Now compare them to the two teams that did make the World Series last year: the San Francisco Giants and Kansas City Royals. Jake Peavy was traded to the Giants from the Boston Red Sox, while the Royals acquired Josh Willingham from the Minnesota Twins. Willingham had all of four postseason at-bats, and the Giants won in spite of Peavy and his 0-2 record and nine runs given up in his two World Series starts.
This is not to say there is a definitive way to attack the trade deadline. The Royals and Giants made the World Series in spite of their lack of trades, but the Pittsburgh Pirates big trade last year was for reliever John Axford, and they did not make it out of the Wild Card round. Last season provided two good examples of lack of deals having opposite results for teams that made them.

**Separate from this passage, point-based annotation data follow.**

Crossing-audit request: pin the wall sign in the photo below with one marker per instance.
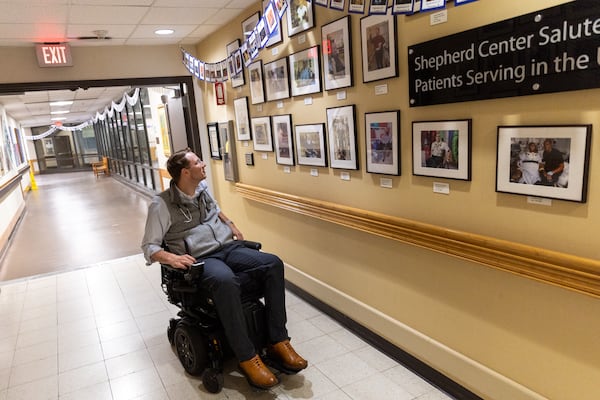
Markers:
(552, 50)
(54, 55)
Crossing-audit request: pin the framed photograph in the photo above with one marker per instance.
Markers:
(442, 149)
(228, 151)
(382, 142)
(337, 54)
(257, 87)
(428, 5)
(544, 161)
(310, 140)
(341, 130)
(337, 4)
(356, 6)
(378, 7)
(378, 45)
(300, 16)
(284, 144)
(249, 24)
(262, 32)
(403, 7)
(242, 118)
(277, 83)
(272, 20)
(214, 140)
(305, 71)
(261, 126)
(280, 7)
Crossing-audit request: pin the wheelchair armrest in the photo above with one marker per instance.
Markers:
(191, 274)
(252, 245)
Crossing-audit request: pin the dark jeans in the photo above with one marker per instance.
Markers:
(220, 269)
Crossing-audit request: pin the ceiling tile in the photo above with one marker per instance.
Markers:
(107, 15)
(188, 16)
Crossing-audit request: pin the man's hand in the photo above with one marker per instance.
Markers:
(174, 260)
(237, 234)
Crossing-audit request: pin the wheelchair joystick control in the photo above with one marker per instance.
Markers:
(195, 271)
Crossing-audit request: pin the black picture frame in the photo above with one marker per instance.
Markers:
(341, 136)
(305, 72)
(277, 83)
(311, 145)
(382, 142)
(300, 16)
(555, 167)
(214, 140)
(336, 40)
(442, 149)
(378, 45)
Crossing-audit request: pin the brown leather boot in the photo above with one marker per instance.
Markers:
(284, 353)
(258, 374)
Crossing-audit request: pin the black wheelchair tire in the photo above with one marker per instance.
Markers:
(191, 347)
(212, 380)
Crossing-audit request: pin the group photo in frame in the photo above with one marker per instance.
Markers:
(341, 129)
(305, 71)
(277, 84)
(214, 140)
(272, 22)
(337, 54)
(257, 88)
(544, 161)
(284, 143)
(242, 118)
(356, 6)
(442, 149)
(378, 46)
(300, 16)
(382, 142)
(261, 127)
(230, 169)
(310, 144)
(249, 24)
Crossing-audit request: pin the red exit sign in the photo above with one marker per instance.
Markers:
(54, 55)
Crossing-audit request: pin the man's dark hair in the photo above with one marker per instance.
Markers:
(177, 162)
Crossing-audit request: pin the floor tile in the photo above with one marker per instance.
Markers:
(136, 384)
(80, 378)
(42, 389)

The year before, the only big trade the 2013 World Series champion Red Sox made was the one that got them Peavy, who had a 4.04 regular season ERA with Boston and gave up 10 runs in 12.2 postseason innings. In fact, the Red Sox were on the selling end of a big trade in the midst of a lost season the year before, when they sent Josh Beckett, Carl Crawford Adrian Gonzalez Nick Punto to the Los Angeles Dodgers. The Dodgers, for what it’s worth, have not advanced past the NLCS since the trade.
Then there are some trades that may work for some teams, but not others. Take the 2012 trade of Hunter Pence from the Philadelphia Phillies to the Giants.
If you remember, the Pirates also were linked to Pence prior to him being traded to the Giants. But the rumors were that the Phillies wanted a young outfield prospect by the name of Starling Marte in return.
Pence has been a solid member of the Giants since the trade, but he is not the player Marte is. Pence alone would not have staved off the Pirates’ monumental collapse in 2012, and likely would have left as a free agent after the 2013 season, all at the expense of a now-budding superstar.
The Pirates were smart to hang onto their top prospect in that instance, but that does not always mean the prospects involved in trade talk work out. That same season the Pirates traded minor league outfielder Robbie Grossman and pitchers Rudy Owens and Colton Cain to the Houston Astros for pitcher Wandy Rodriguez.
Rodriguez did not have much of an impact with the Pirates, but the three traded prospects ended up flaming out.
The overlying point here is that it is impossible to declare winners or losers of completed trades or trades that were not made. What may seem like a huge acquisition could end up setting a team back years due to the cost; other times the prospects paid end up amounting to nothing.
So as we close in on the non-waiver trade deadline Friday, keep in mind that the best move the Pirates may make is a trade that does not happen.